Cross-Account Access Without Regret: Patterns That Don’t Become a Security Incident

By Shayan Ghasemnezhad on December 18, 2025 · 3 min read

awscross-accountiamsecurity

Cross-account IAM gets messy fast. Trust policies, role chaining, and external IDs—done right so you do not create a lateral movement path.

The moment you move to a multi-account AWS setup, you need cross-account access. CI/CD in the tooling account deploys to production. A monitoring account reads CloudWatch metrics from every workload account. A data pipeline in the analytics account pulls from production databases. Each of these is a trust relationship—and every trust relationship is a potential lateral movement path if misconfigured.

Trust Policies: The Foundation

Cross-account access in AWS works through IAM role assumption. Account A creates a role with a trust policy that allows Account B to assume it. The trust policy is the gate. Get it wrong and you either block legitimate access or open the door too wide.

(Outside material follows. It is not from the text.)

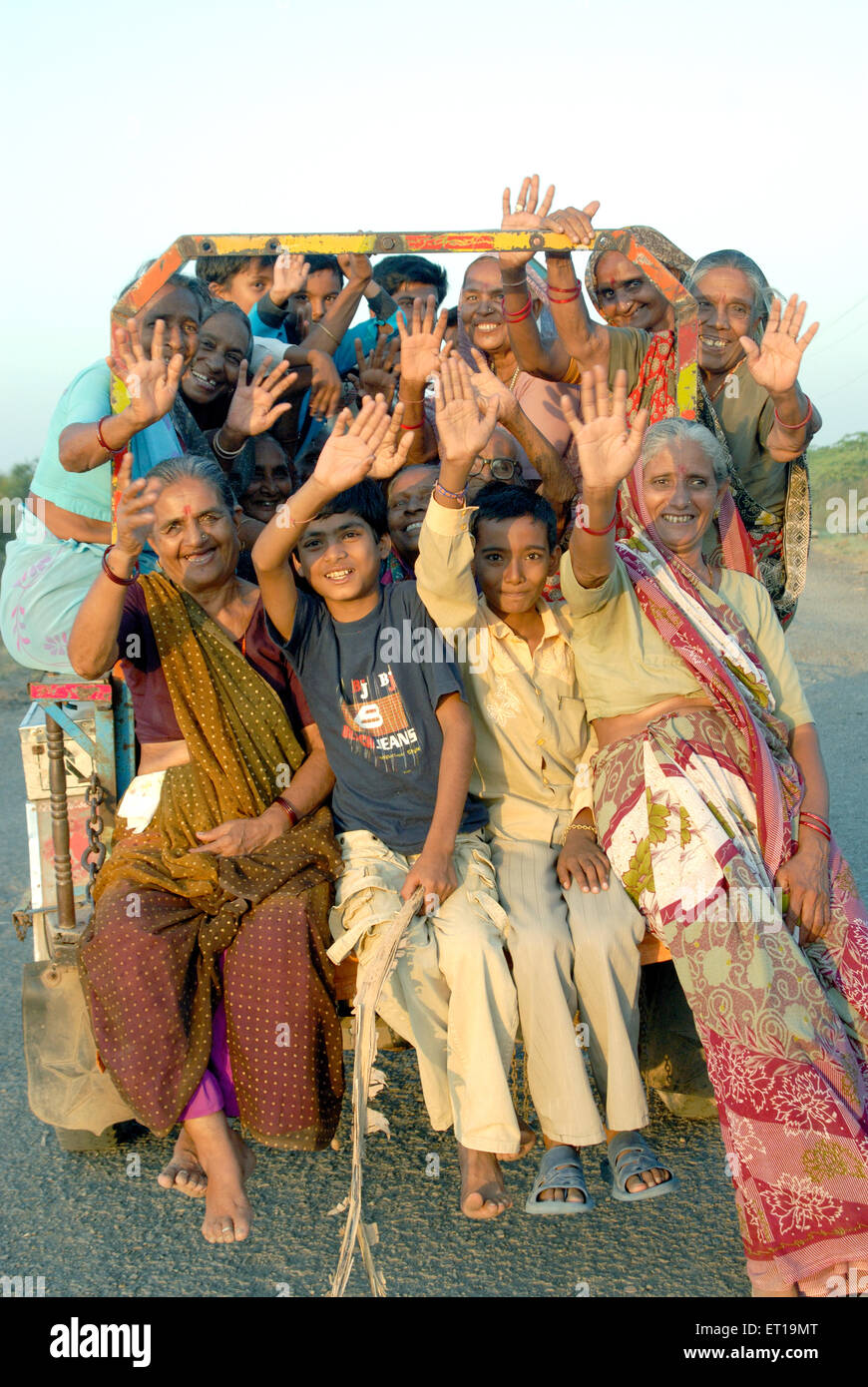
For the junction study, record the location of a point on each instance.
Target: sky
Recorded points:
(736, 125)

The minimum viable trust policy specifies the exact principal in the trusting account—not the account root. arn:aws:iam::123456789012:root allows any principal in that account to assume the role. This is almost never what you want. Instead, trust a specific role or user: arn:aws:iam::123456789012:role/ci-deploy.

{
  "Version": "2012-10-17",
  "Statement": [{
    "Effect": "Allow",
    "Principal": {
      "AWS": "arn:aws:iam::111111111111:role/ci-deploy"
    },
    "Action": "sts:AssumeRole",
    "Condition": {
      "StringEquals": {
        "sts:ExternalId": "deploy-xacct-2025"
      }
    }
  }]
}

External IDs: What They Solve

The External ID condition prevents the confused deputy problem: a scenario where a third-party service that you trust uses your trust relationship to access another customer’s account. If you grant a SaaS vendor a role in your account, and that vendor also serves your competitor, the External ID ensures the vendor can only use the role when acting on your behalf.

Use External IDs for every third-party trust relationship. For internal cross-account access (your accounts, your principals), External IDs are optional but add a defence layer. They cost nothing to implement and make role assumption explicit.

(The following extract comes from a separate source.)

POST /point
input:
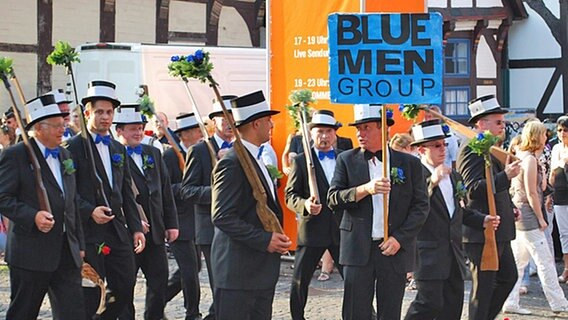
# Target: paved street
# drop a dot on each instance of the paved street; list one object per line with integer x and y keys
{"x": 324, "y": 301}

Role Chaining and Session Duration

Role chaining occurs when a principal assumes role A, then uses role A’s credentials to assume role B. AWS limits chained sessions to one hour regardless of the role’s configured maximum. This catches teams off guard—a deployment that takes 90 minutes will fail mid-way when credentials expire.

The fix is to avoid unnecessary chains. If your CI system needs access to both Account A and Account B, create separate roles in each account that trust the CI principal directly, rather than chaining through an intermediate role. Fewer hops means longer sessions and simpler debugging when something fails.

Permission Boundaries

Permission boundaries cap the maximum permissions that an IAM entity can have, regardless of what policies are attached to it. Use them on cross-account roles to ensure that even if someone attaches AdministratorAccess to a cross-account role, the boundary limits the effective permissions to what you intended.

Decision Framework

For each cross-account access need, define: who needs access (specific principal ARN), what they need to do (scoped IAM policy), and for how long (session duration). Document every trust relationship in a registry—a simple spreadsheet is fine. Review quarterly. Stale trust relationships are the access patterns that become security incidents.

Failure Modes

Trusting an account root instead of a specific principal is the most common mistake. It turns one role into an access path for every user, role, and service in the trusted account. The second failure: using * in the role’s permission policy because “we will scope it later.” Later does not arrive until after the audit finding.

Cross-account access is necessary infrastructure. Treat every trust relationship as a firewall rule: document it, scope it, review it, and remove it when it is no longer needed. The access you forget about is the access an attacker finds.